Les 50 chefs qui font Paris #26 : rencontre avec Michel Rostang et Nicolas Beaumann

Depuis près de quatre décennies, Michel Rostang est l’une des figures emblématiques de la scène gastronomique parisienne. Nous le retrouvons dans son restaurant du 17ème arrondissement aux côtés de son héritier désigné, Nicolas Beaumann.
  • Michel Rostang pose à côté de celui qui est destiné à reprendre les rênes de la Maison Rostang, Nicolas Beaumann © Maison Rostang
    Michel Rostang pose à côté de celui qui est destiné à reprendre les rênes de la Maison Rostang, Nicolas Beaumann © Maison Rostang
En 2018, Michel Rostang fêtera les quarante années de son restaurant de la rue Rennequin dans le 17ème arrondissement.
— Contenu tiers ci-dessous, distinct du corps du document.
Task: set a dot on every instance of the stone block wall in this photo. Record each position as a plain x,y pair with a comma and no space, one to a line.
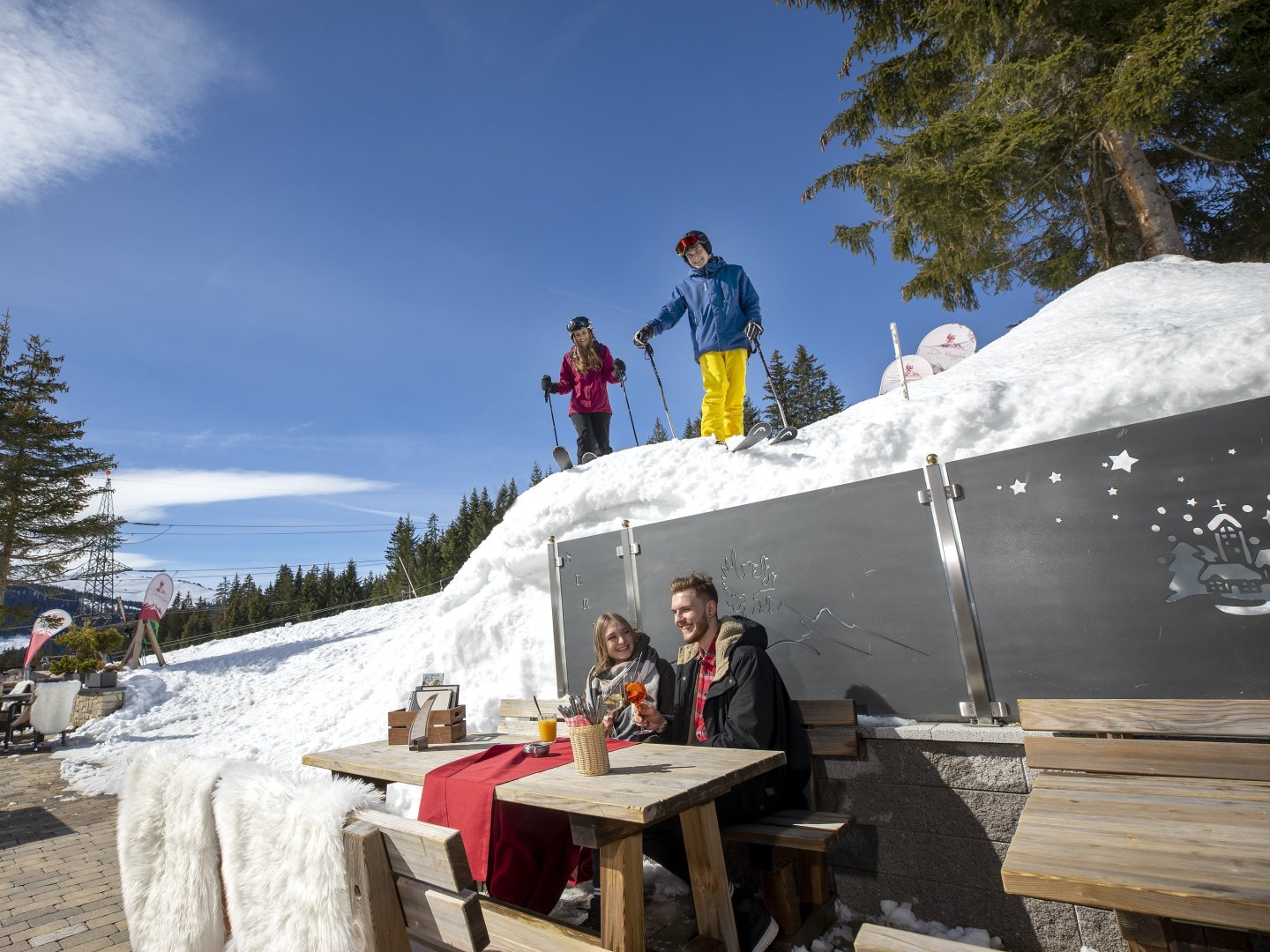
92,703
932,810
Il est l’un des grands « Monsieur » de la scène gastronomique parisienne. En 2018, Michel Rostang fêtera les quarante années de son restaurant de la rue Rennequin dans le 17ème arrondissement, où il s’est installé encore tout jeune cuisinier. Les journalistes qui ont couvert l’ouverture du modeste restaurant de l’époque s’appelaient alors Christian Millau, Henri Gault ou Claude Lebey, des personnalités ayant marqué l’histoire de la cuisine hexagonale.
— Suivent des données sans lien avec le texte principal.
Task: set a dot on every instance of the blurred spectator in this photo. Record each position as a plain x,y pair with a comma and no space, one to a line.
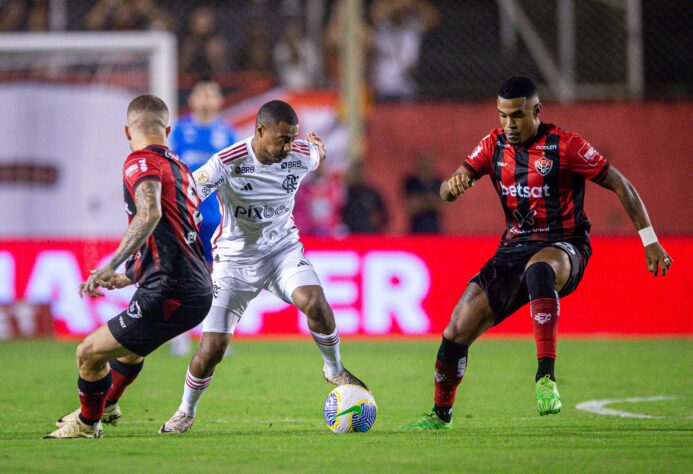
22,15
423,203
318,205
334,42
125,15
196,137
399,29
255,50
203,50
296,57
364,210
Près de quatre décennies plus tard, Michel Rostang peut s’enorgueillir d’être à la tête de l’un des restaurants doublement étoilés à la longévité les plus impressionnantes (son restaurant peut se prévaloir de deux macarons depuis 1980 !). Ce fils de restaurateur fut également l’une des premières toques étoilées à s’intéresser à l’univers des bistrots dès la fin des années 1980, et ce bien avant l’émergence du mouvement bistronomique. De même, il fut l’un des cuisiniers français pionniers à traverser l’Atlantique pour y ouvrir des restaurants et contribuer à faire rayonner le repas gastronomique français au-delà de nos frontières. Aujourd'hui, cet expert hors pair de la truffe est considéré gardien du temple d’une cuisine classique tendant à se dissoudre dans la modernité.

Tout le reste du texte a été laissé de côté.